The German invasion of the Netherlands in May 1940 and the fall of Paris the following month deeply troubled Mondrian, and many of his artist neighbours had already left London, to escape imminent bombing. Mondrian, who had acquired an American visa, actively sought passage to the United States. His journey was aided by a young American artist and friend, Harry Holtzman. Once again, Mondrian arranged the shipment of finished and unfinished paintings and on 23 September 1940 departed from Liverpool for New York. Holtzman set him up in an apartment at 353 East 56th Street in Manhattan, which Mondrian refashioned in his now signature manner, such that the art dealer Sidney Janis could describe it a year later as ‘of a piece with his paintings’, its walls ‘broken by rectangular colour areas of cardboard – red, blue, yellow, unequal in size – placed to form a typical Mondrian arrangement’. Mondrian moved one further time, to 15 East 59th Street, in October 1943, which received the same treatment. Although he lived there for just a few months, following Mondrian’s death on 1 February 1944, Holtzman preserved the studio temporarily as a museum and memorial to him. 
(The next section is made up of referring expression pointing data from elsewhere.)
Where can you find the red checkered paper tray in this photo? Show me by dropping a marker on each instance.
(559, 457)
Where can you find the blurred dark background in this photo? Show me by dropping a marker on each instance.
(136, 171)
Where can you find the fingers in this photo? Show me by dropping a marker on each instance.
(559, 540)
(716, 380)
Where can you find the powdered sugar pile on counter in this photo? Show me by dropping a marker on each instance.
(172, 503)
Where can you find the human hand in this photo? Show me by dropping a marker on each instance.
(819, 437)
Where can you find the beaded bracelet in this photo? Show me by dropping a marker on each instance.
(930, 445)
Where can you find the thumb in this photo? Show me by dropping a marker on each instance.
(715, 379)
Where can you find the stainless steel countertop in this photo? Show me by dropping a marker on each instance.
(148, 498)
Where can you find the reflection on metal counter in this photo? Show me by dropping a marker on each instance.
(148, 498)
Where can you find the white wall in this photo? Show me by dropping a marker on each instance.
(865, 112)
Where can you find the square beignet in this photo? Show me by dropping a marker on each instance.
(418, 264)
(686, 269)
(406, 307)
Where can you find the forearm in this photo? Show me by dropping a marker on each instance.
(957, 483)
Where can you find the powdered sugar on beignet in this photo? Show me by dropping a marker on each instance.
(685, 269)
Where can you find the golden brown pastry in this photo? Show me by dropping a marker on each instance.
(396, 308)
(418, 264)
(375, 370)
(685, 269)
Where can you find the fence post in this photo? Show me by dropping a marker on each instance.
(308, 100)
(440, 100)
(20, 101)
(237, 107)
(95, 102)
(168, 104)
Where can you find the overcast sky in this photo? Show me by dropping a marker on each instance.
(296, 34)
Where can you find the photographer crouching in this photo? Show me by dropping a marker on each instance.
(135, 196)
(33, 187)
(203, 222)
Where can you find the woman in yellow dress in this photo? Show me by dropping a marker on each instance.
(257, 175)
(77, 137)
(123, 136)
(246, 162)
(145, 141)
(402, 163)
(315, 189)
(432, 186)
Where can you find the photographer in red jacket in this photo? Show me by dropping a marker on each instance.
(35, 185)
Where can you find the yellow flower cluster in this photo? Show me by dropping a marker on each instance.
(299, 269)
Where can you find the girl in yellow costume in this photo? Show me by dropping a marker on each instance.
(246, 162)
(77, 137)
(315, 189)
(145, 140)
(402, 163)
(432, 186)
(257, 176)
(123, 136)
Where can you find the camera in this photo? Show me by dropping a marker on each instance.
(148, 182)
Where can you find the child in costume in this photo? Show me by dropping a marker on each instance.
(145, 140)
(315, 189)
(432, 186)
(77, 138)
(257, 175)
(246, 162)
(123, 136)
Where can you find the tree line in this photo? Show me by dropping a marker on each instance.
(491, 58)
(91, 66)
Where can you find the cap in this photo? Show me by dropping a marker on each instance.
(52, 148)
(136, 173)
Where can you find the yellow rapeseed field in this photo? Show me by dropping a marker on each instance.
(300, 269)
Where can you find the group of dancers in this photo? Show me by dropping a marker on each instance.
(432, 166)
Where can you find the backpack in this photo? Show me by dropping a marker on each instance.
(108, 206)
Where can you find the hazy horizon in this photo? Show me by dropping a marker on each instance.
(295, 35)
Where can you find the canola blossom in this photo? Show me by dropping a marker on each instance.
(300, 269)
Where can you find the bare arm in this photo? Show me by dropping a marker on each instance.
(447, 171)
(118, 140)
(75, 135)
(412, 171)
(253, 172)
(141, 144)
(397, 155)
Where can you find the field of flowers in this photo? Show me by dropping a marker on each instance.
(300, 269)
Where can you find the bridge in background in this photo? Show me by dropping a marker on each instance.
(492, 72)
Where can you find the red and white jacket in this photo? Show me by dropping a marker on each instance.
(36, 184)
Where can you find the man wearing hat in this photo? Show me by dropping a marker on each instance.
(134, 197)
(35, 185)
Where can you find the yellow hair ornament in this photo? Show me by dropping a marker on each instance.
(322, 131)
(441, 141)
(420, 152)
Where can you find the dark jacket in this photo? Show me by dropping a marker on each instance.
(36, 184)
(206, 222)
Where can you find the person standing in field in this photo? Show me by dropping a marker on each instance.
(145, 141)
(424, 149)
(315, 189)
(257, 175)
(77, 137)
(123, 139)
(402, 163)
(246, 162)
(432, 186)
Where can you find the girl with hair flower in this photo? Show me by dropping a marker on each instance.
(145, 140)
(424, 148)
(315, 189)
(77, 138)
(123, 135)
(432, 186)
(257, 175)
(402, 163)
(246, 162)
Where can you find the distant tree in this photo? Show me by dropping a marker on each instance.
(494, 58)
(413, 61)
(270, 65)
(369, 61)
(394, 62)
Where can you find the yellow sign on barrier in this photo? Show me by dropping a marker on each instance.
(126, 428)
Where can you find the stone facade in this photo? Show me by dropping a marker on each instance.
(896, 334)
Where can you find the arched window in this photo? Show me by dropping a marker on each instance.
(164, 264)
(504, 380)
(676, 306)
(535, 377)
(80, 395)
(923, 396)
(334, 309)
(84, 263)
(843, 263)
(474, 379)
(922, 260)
The studio in 15 East 59th Street is documented here through archival material, photographs, a film and the Wall Works. These compositions created by Mondrian in his last New York studio with coloured cards, some of which he painted, were found on the walls when he died. They were meticulously traced, transferred and remounted onto panels by Harry Holtzman in order for them to be preserved and exhibited. While the framing and selection of support materials were carefully chosen by Holtzman, the relationship between the colours of the original cards and the spacing between them document exactly what Mondrian composed on the walls. Along with the documentary photographs and the film by Harry Holtzman, these two compositions – part of a group of eight – preciously document Mondrian’s last studio in New York which has also been exactly reconstructed by the architect Jason Holtzman in several previous exhibitions.